A perfect classic horror tale with almost no flaws, “City of the Dead” doesn’t go by the book… it WROTE the book of horror!
A college student goes to a mythic town in Massachusetts to research the history of witchcraft. Let’s dig into 1960’s “The City of the Dead”, directed by John Llewellyn Moxey!
As I See It
I often watch an older horror film (pre-1970) and the pace lulls me to sleep or the story isn’t intense enough. My horror brain has been stretched like a rubber band; it will not tighten back to its original form. But this is not one of those films. I was enthralled from the opening to the credit roll.
A fantastic transfer by Arrow is a pleasure to watch even in black and white. The textures are beautiful. Perfect scene setting. The fog is extremely effective.
The story is thick and juicy. There is real attention paid to proper tension building. Tricks used a million times after this era are expertly executed.
Brilliant dialogue, exquisite lighting, Kubrick-level mind games, fire dancing on the wall like an evil marionette, and the set dressing in the cave below the trap door are just some of the elements which make this film a pleasure to watch.
On top of all that, the sound design is spot on.
And that cut! The cut! From Nan being stabbed to the cake being cut! God damn!

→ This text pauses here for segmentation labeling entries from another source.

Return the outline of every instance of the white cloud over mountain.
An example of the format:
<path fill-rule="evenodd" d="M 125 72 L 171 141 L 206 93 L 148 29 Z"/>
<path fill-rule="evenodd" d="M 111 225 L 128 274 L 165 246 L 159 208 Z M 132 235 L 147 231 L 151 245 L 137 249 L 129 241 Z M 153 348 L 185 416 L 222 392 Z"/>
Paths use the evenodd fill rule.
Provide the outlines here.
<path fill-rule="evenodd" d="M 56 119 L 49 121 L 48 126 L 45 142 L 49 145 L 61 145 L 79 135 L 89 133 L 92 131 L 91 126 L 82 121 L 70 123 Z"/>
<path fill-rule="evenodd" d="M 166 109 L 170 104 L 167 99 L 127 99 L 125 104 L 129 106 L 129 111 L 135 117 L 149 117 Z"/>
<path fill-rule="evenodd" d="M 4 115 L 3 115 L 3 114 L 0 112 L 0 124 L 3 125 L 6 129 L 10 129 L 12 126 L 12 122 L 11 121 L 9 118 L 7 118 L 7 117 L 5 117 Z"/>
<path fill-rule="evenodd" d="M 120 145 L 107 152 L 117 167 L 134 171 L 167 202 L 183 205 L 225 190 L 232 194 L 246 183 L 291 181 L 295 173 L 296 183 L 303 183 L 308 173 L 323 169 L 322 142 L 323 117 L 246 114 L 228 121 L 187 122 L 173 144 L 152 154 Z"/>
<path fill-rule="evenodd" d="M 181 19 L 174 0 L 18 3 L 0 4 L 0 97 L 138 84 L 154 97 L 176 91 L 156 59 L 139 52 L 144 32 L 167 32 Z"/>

Sir Christopher Lee is many fans’ favorite bloodsucker from countless Hammer Horror films. If you’re not familiar with his work, get familiar.
Of Gratuitous Nature
Nothing to scoff at.
Venetia Stevenson is a goddess. I’m not sure I have ever seen someone better lit than she was in the scene where she exchanges through the door with the priest. Nan Barlow in her skivvies is a sight to see.
Ripe for a Remake
Don’t you dare touch this!
No progeny to report.
Where to Watch
Arrow Films UK put out a Blu-Ray with a fresh 4k scan. You can also stream on Tubi, AMC+, Kanopy, Shudder, Night Fright, Dark Matter TV, Cultpix, and Vudu.